- Film poster
- Directed by: Reinhard Hauff
- Written by: Reinhard Hauff; Peter Schneider;
- Produced by: Wolf-Dietrich Brücker; Eberhard Junkersdorf;
- Starring: Bruno Ganz
- Cinematography: Frank Brühne
- Edited by: Peter Przygodda
- Music by: Irmin Schmidt
- Release date: 1978;
- Running time: 108 minutes
- Country: West Germany
- Language: German

= Knife in the Head =

1978 film

Knife in the Head (Messer im Kopf) is a 1978 West German drama film directed by Reinhard Hauff and starring Bruno Ganz. The film follows the recovery of a man shot in the head by the police during the raid of a left-wing social centre. It won awards in Paris and Berlin.
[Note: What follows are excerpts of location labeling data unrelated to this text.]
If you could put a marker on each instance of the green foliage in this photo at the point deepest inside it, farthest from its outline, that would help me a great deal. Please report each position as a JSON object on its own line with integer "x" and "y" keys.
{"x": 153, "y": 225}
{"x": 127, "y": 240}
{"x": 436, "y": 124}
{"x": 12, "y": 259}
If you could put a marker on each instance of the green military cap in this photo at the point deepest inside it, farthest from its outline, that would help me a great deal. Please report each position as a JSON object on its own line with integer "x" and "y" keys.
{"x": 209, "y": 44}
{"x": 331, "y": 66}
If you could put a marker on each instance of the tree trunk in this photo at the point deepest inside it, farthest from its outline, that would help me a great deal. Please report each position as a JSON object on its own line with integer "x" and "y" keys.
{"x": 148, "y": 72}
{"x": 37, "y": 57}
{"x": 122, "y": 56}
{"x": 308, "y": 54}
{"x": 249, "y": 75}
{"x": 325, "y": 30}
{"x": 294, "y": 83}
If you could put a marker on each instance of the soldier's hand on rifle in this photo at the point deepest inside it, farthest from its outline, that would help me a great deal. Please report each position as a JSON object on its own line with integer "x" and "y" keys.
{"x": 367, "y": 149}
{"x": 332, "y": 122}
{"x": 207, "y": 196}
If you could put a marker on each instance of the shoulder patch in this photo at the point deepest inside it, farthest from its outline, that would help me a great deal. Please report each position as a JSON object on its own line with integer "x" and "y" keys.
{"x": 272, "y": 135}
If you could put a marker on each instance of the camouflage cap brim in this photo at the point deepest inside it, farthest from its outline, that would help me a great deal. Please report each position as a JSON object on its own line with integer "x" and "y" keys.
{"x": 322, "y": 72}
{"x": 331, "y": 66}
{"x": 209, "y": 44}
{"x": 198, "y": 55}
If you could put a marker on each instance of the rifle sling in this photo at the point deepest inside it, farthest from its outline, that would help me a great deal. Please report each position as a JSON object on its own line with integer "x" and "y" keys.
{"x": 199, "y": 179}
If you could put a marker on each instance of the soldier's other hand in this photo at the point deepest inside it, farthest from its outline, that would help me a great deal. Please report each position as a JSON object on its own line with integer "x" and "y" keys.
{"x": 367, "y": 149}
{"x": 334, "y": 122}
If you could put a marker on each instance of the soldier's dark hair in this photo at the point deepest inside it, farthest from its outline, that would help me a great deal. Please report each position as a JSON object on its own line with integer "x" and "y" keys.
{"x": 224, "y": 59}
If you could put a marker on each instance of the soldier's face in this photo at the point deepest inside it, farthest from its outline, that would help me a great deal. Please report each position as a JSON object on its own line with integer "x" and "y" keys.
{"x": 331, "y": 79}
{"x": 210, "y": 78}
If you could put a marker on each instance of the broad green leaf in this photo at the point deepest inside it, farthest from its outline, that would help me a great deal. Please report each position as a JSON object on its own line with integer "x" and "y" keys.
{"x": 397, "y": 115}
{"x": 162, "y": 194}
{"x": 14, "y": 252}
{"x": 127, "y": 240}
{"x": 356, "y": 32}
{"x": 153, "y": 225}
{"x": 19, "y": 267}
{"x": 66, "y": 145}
Irmin Schmidt composed the entirety of the film's soundtrack, aided by Alex Wiska who played bağlama.

==Plot==
Knife in the Head begins with a police raid on a left-wing social centre in which Berthold Hoffmann is seriously injured. His wife Ann Hoffmann and her friend Volker visit him in hospital and discover that he is brain damaged. The doctors say he needs time to recover, but the police are eager to interview him. The film then becomes a chart of his slow recovery of what happened during the raid. For his supporters it is clear that Hoffmann was shot by a police officer and that the state is repressive, whilst the police led by Anleitner seek to prove a conspiracy led by Hoffmann.

==Cast==
- Bruno Ganz as Berthold Hoffmann
- Angela Winkler as Ann Hoffmann
- Hans Christian Blech as Anleitner
- Heinz Hoenig as Volker
- Hans Brenner as Scholz
- Udo Samel as Schurig
- Eike Gallwitz as Dr. Groeske
- Carla Egerer as Schwester Angelika
- Gabriele Dossi as Schwester Emilie
- Hans Fuchs as Chefarzt
- Gert Burkard as Institutsdirektor
- Erich Kleiber as Pförtner

==Critical response==
The film was released in 1978. Roger Ebert gave it three stars, saying it "isn't a straightforward leftist political tract; it's much more subtle than that". A neurologist opined that "Bruno Ganz’s extraordinary portrayal of Berthold Hoffman’s neurological condition is arguably the most realistic enactment of a brain injury ever depicted in the cinema". Writing in The New York Times, Vincent Canby called the ending "both a shock and thoroughly satisfying". The film was nominated for Best Foreign Language Film of the year by the U.S. National Board of Review. Reinhard Hauff won award at festivals in Berlin and Paris for the film.